Timing is everything

Whether you decide to toss out a junk defense just before halftime or not, as soon as that buzzer sounds you need to go to work. Remember, you have a limited time to think, speak with your team and provide a second-half warm-up. Using a systematic approach to halftime gives you the best chance for victory.

Halftimes range in number of minutes but for these purposes, consider a halftime with 15 minutes. Utilize every minute by scripting your halftime down to the minute. Here is a basic script:

Minutes 0-2: Meet with your staff on the bench and take notes, then make your way to the locker room.

Minutes 2-3: Make general comments about the first half.

Minutes 3-8: Review the first half from an offensive and defensive standpoint while noting second-half adjustments.

Minutes 8-10: Re-emphasize the second-half changes in a succinct, understandable language.

Minutes 10-14: Head back to the court and start second-half warm-up.

Minutes 14-15: Reiterate adjustments one final time before the second half begins.

When you time your halftime down to the minute, you need to have someone assigned to watch the clock. An assistant coach is a logical choice but consider setting your own watch before entering the locker room. If there is a timing problem, it’s better for it to be your responsibility.

During those the first minutes when you still are on the court, have the coaching staff note offensive and defensive things they saw during the first half. As the head coach, you also make offensive and defensive notes. After a minute, discuss notes with staff as you walk to the locker room.

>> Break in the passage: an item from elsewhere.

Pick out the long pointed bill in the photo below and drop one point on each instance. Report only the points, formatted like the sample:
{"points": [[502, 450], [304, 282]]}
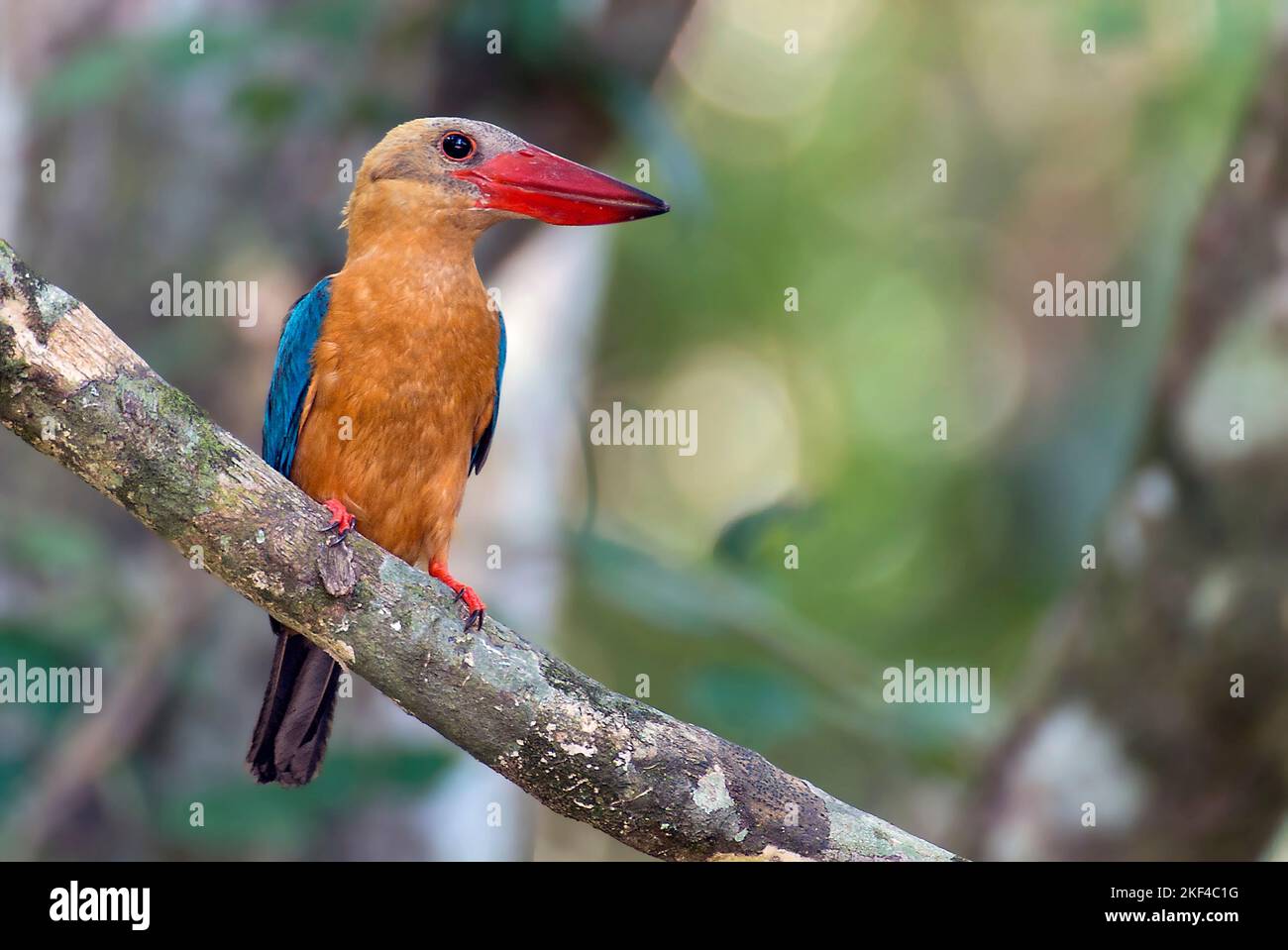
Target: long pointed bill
{"points": [[539, 184]]}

Upon entering the locker room, make general comments to the team, which typically include exhortations and sometimes admonishments. For example, “That was a great half because we really did X, Y and Z.” Or, “Because we didn’t do X and Y, we didn’t have a good first half. I am pleased with how we were able to do Z.” After those comments, players have a general understanding of your assessment of the first half of play.

After preliminary comments, dig into the heart of halftime. During these critical five minutes, go over both offensive and defensive areas. To keep the team on task, refer to the game plan as often as possible. Also during these five minutes you are developing a second-half game plan with the staff and the team.

You also must use this time to focus on what your team does well. Even if you are getting crushed but you know your team has a high-powered attack, concentrate on better offensive execution with a few notes on defense. This suggests that if the offensive execution is better, then that will fuel the defense

Getting direct player input during halftime is tricky. It certainly is not something you want to do for every game. But, the players are the ones who have to execute the plan. Let them aid in the technical plan while you give them the schematic plan. For example, you make a schematic choice to play zone defense in the second half. In that adjustment, work with your post player on how he or she wants to defend the post—top-side straddle, play behind, dead front, etc. Players have a level of accountability when they are part of the decision-making process.

The final two minutes in the locker room are used to synthesize the previous five minutes down to two or three basic concepts. An example might be, “Remember, on offense we need to continue the dribble-drive and do a better job of crashing the glass. On defense, let’s make sure we play better help-side defense on No. 25 and be ready to jump into our press after free throws.”

Next, bring the team together while the coaches leave the locker room. This provides the players a moment to speak with each other before they head back for the second-half warm-up. During the walk to the court, check with your coaching staff to make sure you didn’t miss any points of emphasis.

Just before the players take the court for the second half, try to reiterate the final synthesized points of the halftime talk in an effort to execute the necessary changes to win the second half.